Feasting and drinking were a culture that was practiced in ancient Rome. The numerous festivals that were celebrated by the Romans were defined by feasting and drinking. The culture played a huge role in the social life of the Romans. Food and wine, specifically, played a prominent role in the social process because they allowed different people to participate and remain separate socially. The Romans were able to gather and plan feasts over a wide array of activities that helped to bring out what an ancient Roman meant. The rigid class structure of the ancient Roman society still played a unique role in what different people could afford to eat and drink. However, religion united people of different social hierarchies to celebrate unique holidays where there was a lot of eating and drinking. From the hospitality of ancient Romans, food and drink acted as a medium of strengthening political alliances, improving friendships, and increasing solidarity among peer groups.

 

 

 

References

Adkins, L., & Adkins, R. A. (2014). Handbook to life in ancient Rome. Infobase Publishing.

Alfoldy, G. (2014). The Social History of Rome (Routledge Revivals). Routledge.

Brandt, J. R., & Iddeng, J. W. (2012). Greek and Roman Festivals: Content, Meaning, and Practice. Oxford University Press.

Carcopino, J. (2013). Daily Life in Ancient Rome-The People and the City at the Height of the Empire. Read Books Ltd.

Donahue, J. F. (2003). Toward a typology of Roman public feasting. American journal of philology, 124(3), 423-441.

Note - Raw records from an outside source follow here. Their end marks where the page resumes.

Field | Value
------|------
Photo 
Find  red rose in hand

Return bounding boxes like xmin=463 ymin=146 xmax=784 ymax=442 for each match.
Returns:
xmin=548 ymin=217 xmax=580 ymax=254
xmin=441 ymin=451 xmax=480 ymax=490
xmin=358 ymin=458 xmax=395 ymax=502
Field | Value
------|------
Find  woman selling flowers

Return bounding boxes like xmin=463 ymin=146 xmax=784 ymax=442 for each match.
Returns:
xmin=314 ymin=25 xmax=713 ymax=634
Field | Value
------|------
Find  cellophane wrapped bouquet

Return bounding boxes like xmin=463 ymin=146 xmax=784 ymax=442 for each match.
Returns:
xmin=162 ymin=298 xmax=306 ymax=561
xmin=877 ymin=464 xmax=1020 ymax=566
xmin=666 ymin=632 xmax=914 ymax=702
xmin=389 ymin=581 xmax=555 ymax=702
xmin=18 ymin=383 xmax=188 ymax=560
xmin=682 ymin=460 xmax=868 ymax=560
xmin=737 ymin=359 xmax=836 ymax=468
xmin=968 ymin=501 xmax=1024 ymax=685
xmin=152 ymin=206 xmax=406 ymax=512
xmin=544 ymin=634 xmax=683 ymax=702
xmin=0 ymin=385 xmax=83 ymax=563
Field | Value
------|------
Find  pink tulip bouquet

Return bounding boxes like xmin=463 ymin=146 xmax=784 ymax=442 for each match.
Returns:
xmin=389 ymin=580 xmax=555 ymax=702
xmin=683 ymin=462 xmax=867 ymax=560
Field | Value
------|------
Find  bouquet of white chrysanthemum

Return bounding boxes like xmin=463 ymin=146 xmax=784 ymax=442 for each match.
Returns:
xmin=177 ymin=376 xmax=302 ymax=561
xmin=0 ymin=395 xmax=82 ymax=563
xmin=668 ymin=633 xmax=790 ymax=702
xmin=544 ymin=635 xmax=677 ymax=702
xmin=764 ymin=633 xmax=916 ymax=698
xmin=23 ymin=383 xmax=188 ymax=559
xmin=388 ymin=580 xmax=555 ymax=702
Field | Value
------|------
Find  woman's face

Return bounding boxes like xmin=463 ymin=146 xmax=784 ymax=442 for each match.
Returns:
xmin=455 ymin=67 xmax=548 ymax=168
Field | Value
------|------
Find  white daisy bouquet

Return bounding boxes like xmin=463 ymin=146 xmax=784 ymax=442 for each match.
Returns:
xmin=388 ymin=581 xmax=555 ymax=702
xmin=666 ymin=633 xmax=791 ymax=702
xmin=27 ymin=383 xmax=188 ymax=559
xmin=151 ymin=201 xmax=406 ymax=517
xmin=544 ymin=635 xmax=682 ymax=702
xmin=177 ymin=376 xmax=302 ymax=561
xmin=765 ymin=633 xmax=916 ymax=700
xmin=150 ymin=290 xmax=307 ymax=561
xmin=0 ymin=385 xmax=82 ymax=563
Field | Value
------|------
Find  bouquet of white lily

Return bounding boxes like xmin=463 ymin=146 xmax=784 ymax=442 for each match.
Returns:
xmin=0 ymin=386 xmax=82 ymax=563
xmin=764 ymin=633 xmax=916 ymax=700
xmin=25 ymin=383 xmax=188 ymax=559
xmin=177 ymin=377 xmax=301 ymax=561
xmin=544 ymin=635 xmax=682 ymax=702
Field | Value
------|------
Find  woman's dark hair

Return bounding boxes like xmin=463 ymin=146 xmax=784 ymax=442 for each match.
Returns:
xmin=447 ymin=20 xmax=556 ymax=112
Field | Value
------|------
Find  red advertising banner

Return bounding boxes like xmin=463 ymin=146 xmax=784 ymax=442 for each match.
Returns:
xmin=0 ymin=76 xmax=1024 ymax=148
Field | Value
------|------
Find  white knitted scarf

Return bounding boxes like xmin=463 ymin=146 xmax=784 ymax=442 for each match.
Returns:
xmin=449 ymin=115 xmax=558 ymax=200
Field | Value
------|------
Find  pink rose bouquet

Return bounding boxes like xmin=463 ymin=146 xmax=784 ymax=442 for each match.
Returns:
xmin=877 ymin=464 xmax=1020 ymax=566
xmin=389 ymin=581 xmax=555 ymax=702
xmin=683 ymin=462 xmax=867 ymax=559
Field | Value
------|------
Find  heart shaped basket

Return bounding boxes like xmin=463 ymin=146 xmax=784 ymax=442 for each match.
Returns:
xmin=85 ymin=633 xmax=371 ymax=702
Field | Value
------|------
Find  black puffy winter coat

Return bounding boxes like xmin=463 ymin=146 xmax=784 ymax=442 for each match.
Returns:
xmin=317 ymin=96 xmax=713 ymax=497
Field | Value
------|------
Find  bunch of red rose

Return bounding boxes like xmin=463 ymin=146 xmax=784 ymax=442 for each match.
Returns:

Donahue, J. F. (2015). Roman Dining. A Companion to Food in the Ancient World, 89, 253.

Garnsey, P., Saller, R., & Elsner, J. (2014). The Roman Empire: economy, society and culture. Bloomsbury Publishing.

Killgrove, K., & Tykot, R. H. (2013). Food for Rome: a stable isotope investigation of diet in the Imperial period (1st–3rd centuries AD). Journal of Anthropological Archaeology, 32(1), 28-38.

McGovern, P. E. (2013). Ancient wine: the search for the origins of viniculture. Princeton University Press.

Wilkins, J., & Nadeau, R. (Eds.). (2015). A Companion to Food in the Ancient World (Vol. 89). John Wiley & Sons.